Mobility Homework for Your Lower Legs

In a recent workout, I was required to do a ton of double-unders. As a result, I experienced some serious soreness in my calves the next day. To loosen up the muscles, I created a lower-leg focused mobility workout using my MOD card deck. 

The workout I put together only requires ten minutes of mobility work and sufficiently loosened up my calves. Luckily, it also decreased the volume of whining I was doing about my soreness :) 

Toe Up the Wall & Stride Stretch

Starting with the Toe Up the Wall stretch, place the ball of your foot on the wall and keep your heel in contact with the floor. Move your hips toward the wall and maintain a straight knee to deepen the stretch along the back of your leg and your calf muscle. I recommend holding this stretch for one minute each leg, two times through. 

Next, move on to the Stride Stretch. From a stride stance, lift your back heel off of the ground and drive your hips back, bending your front knee and working to touch your heel to the ground. Try to maintain a straight knee in the back leg. Again, I recommend that you hold this stretch for one minute on each leg, and repeat two times through.

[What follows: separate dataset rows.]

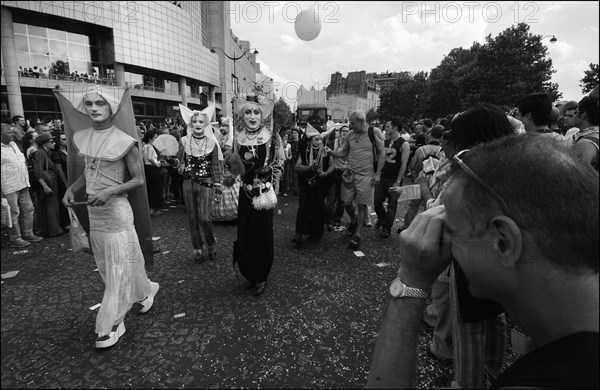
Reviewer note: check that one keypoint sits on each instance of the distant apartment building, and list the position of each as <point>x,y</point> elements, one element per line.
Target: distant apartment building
<point>161,49</point>
<point>385,80</point>
<point>354,92</point>
<point>312,96</point>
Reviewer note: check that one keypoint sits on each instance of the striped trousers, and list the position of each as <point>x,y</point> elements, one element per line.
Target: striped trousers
<point>198,201</point>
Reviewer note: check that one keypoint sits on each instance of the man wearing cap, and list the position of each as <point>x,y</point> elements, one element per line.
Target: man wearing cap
<point>18,129</point>
<point>359,176</point>
<point>15,188</point>
<point>568,121</point>
<point>433,148</point>
<point>396,159</point>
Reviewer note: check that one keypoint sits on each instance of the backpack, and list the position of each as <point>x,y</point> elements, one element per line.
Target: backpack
<point>431,162</point>
<point>593,138</point>
<point>375,152</point>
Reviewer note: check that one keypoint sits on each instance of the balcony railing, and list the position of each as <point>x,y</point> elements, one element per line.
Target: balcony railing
<point>79,79</point>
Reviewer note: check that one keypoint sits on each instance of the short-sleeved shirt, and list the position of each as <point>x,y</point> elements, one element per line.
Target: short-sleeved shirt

Lacrosse Ball Calf Massage

In a seated position, place a lacrosse ball under your right calf muscle. Cross your left leg over your shin to add pressure. Roll the lacrosse ball up and down your muscle. If you find a knot, add extra pressure by lifting your butt off the ground and allow the lacrosse ball to dig into the trouble-spot. Switch legs. I recommend that you spend one to two minutes rolling each leg.